Lecturer in English Literature Faculty of Arts-South Valley University

المستخلص

The city in the Arabic poetic tradition was on the whole favorable or positive, while in the European poetic tradition the image of the city was, often enough, ambivalent. Poetic Arabic ambivalence, as found primarily in the work of Ahmad Abdul-Mu’ti Hijazi and Salah Abdul-Saboor, marks a change which may be attributed to the influence of Wordsworth and T.S. Eliot. Historically, the ambivalence did not prominently emerge in Arabic poetry before Arabic poets of the Apollo school translated Romantic poetry in the 1930s, and Lewis Awad translated T.S. Eliot in the 1940s, which may suggest a possible influence.

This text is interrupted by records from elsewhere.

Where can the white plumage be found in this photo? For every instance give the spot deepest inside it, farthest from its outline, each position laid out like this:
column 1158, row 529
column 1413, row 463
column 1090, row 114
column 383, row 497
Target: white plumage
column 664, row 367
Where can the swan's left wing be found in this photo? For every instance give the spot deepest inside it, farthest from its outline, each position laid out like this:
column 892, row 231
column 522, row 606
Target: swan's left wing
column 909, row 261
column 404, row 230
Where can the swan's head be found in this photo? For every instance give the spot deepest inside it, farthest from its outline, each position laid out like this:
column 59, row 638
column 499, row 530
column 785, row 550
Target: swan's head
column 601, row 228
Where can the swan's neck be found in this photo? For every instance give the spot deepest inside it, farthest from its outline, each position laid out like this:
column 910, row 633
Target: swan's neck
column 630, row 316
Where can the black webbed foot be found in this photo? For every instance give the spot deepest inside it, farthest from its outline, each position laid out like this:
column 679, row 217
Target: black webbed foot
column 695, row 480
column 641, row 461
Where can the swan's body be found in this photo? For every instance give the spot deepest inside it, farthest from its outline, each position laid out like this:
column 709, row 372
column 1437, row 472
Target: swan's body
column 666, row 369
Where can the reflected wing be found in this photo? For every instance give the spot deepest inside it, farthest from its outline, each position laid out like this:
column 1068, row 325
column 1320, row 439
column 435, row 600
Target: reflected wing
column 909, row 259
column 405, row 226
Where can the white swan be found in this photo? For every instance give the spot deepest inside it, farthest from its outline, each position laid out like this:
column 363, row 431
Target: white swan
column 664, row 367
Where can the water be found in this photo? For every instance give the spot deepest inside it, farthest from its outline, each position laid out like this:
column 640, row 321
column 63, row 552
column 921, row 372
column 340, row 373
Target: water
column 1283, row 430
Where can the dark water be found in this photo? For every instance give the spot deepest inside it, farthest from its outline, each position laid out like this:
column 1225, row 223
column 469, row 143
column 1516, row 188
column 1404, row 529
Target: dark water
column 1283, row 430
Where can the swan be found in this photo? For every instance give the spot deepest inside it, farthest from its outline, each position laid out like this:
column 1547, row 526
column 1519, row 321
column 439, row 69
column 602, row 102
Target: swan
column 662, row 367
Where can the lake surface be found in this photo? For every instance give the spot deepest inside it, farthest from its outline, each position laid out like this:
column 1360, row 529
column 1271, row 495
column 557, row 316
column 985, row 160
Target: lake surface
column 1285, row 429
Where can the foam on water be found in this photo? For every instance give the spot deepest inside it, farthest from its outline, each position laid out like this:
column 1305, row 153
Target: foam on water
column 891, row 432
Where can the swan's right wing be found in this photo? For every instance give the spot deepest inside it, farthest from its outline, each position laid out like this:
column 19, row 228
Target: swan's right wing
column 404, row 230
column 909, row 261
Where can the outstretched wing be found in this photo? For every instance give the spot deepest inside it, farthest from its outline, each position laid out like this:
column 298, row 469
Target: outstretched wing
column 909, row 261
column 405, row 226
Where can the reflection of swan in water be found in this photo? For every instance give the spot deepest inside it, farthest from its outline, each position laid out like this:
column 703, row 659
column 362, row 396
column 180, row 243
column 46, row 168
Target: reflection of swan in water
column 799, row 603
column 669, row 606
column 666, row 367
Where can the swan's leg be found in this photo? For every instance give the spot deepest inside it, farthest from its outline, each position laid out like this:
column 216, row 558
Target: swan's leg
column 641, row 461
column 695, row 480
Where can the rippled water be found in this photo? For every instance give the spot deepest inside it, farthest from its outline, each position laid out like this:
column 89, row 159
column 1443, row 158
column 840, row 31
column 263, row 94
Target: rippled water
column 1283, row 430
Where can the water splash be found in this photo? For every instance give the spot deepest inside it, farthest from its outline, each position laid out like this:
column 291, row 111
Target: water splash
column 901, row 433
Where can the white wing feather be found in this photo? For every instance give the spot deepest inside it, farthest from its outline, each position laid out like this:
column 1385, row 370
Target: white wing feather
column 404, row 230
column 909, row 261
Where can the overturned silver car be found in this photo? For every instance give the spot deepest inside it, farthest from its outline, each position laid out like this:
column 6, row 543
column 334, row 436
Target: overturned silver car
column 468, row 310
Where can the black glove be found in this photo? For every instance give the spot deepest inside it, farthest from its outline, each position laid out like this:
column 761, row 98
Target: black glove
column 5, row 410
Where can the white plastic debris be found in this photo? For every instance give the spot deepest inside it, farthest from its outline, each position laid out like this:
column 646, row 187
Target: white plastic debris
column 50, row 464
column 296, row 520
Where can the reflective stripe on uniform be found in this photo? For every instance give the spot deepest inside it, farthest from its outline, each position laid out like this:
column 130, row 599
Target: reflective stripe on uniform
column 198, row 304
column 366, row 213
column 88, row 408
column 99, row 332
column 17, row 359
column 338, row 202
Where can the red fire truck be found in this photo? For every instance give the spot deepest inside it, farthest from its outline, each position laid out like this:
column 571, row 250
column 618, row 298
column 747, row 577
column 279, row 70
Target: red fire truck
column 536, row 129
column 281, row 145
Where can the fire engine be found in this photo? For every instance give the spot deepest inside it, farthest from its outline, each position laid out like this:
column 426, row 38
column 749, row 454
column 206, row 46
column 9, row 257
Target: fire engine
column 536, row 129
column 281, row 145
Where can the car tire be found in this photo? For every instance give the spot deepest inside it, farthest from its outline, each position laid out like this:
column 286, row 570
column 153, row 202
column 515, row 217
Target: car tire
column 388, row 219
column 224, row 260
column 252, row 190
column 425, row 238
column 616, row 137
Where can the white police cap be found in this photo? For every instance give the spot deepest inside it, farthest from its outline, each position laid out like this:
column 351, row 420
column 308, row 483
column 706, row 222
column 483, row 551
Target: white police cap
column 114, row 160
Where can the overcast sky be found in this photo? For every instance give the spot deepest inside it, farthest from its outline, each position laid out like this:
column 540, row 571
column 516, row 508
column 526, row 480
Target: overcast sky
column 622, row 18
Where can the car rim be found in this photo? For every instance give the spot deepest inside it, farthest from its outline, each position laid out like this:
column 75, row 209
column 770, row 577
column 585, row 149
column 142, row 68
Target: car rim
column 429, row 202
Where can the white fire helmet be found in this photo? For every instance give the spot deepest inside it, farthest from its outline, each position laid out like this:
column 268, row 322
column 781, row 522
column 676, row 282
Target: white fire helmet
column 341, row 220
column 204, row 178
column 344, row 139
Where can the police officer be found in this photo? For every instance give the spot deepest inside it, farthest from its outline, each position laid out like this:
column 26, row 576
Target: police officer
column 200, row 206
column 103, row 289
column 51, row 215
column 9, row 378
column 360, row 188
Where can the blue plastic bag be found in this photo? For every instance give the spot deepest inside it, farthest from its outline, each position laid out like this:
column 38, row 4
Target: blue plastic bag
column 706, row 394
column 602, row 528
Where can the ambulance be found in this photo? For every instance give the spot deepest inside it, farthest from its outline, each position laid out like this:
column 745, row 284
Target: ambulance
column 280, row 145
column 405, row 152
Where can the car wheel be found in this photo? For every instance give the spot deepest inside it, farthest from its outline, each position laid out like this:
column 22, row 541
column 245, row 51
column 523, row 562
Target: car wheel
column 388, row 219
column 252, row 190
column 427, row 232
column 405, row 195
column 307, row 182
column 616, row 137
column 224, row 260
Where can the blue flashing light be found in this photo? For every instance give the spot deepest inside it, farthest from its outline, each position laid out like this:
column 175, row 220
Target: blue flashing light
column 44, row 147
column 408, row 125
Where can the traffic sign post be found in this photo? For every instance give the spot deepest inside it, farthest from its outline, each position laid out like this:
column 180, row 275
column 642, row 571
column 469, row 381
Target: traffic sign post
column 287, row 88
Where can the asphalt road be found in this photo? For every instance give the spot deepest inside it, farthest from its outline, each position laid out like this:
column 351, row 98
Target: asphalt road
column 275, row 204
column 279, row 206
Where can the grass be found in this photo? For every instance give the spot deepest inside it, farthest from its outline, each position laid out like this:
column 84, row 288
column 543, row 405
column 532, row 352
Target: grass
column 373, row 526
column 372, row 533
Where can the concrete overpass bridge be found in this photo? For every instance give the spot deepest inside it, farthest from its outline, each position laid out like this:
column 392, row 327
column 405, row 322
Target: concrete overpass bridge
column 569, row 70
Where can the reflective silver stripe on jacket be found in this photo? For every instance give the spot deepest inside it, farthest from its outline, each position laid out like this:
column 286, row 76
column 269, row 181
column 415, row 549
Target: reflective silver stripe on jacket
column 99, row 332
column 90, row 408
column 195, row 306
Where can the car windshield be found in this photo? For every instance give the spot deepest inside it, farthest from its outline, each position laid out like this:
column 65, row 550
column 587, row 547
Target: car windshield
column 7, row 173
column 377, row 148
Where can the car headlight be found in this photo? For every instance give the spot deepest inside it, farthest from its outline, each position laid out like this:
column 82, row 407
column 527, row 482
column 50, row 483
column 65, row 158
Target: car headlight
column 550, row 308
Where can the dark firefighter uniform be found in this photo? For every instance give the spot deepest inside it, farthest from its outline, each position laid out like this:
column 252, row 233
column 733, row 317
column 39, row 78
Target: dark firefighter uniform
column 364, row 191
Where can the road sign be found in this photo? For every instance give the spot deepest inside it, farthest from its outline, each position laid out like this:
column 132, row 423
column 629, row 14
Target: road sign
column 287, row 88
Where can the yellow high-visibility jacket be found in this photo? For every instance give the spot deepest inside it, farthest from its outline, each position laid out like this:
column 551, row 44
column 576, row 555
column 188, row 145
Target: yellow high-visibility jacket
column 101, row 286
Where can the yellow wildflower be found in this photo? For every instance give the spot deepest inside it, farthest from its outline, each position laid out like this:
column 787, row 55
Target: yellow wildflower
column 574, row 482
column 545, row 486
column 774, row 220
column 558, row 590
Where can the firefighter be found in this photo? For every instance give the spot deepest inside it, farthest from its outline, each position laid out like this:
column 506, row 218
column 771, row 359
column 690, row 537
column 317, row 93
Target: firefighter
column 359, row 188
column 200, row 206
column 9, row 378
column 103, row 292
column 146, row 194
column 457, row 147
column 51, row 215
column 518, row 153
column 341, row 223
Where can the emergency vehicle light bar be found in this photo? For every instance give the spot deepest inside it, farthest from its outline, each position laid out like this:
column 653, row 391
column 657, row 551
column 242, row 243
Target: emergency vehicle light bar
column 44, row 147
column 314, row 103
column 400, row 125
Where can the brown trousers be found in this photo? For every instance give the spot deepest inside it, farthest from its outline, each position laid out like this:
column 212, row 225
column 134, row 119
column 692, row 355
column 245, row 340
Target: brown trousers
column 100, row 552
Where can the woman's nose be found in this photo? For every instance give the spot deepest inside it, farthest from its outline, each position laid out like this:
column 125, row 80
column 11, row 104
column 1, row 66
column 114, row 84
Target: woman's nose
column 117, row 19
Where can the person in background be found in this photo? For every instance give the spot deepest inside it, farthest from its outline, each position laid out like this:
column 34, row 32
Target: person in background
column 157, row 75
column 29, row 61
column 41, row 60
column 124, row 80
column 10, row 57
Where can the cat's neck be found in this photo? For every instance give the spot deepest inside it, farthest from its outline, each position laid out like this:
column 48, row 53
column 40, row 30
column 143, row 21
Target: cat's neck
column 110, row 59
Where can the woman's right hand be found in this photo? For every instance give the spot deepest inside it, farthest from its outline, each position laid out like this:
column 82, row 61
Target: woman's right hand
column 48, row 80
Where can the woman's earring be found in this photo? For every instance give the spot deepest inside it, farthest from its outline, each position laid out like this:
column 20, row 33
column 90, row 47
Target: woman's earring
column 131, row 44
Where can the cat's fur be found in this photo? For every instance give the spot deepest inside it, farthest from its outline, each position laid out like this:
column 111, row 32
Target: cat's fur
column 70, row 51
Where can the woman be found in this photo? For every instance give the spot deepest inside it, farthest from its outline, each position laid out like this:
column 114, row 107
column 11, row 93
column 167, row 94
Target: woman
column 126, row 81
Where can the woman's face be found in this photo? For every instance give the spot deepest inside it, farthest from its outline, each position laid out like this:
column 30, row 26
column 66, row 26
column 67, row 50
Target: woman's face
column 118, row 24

Before the 1960s in Egypt, the typical Arabic poet expressed their love for the city as representing the homeland. Poets exiled by the British occupation authorities spoke nostalgically of their childhood days in their home towns, and Egypt was subliminally their city. To define our terms, the rise of the concept of the city (the Greek polis) in Europe must be examined in relation to its Arab counterpart. This paper will focus on Wordsworth’s and Hijazi’s image of the city as a prima facie case for the validity of the putative influence suggested in the title.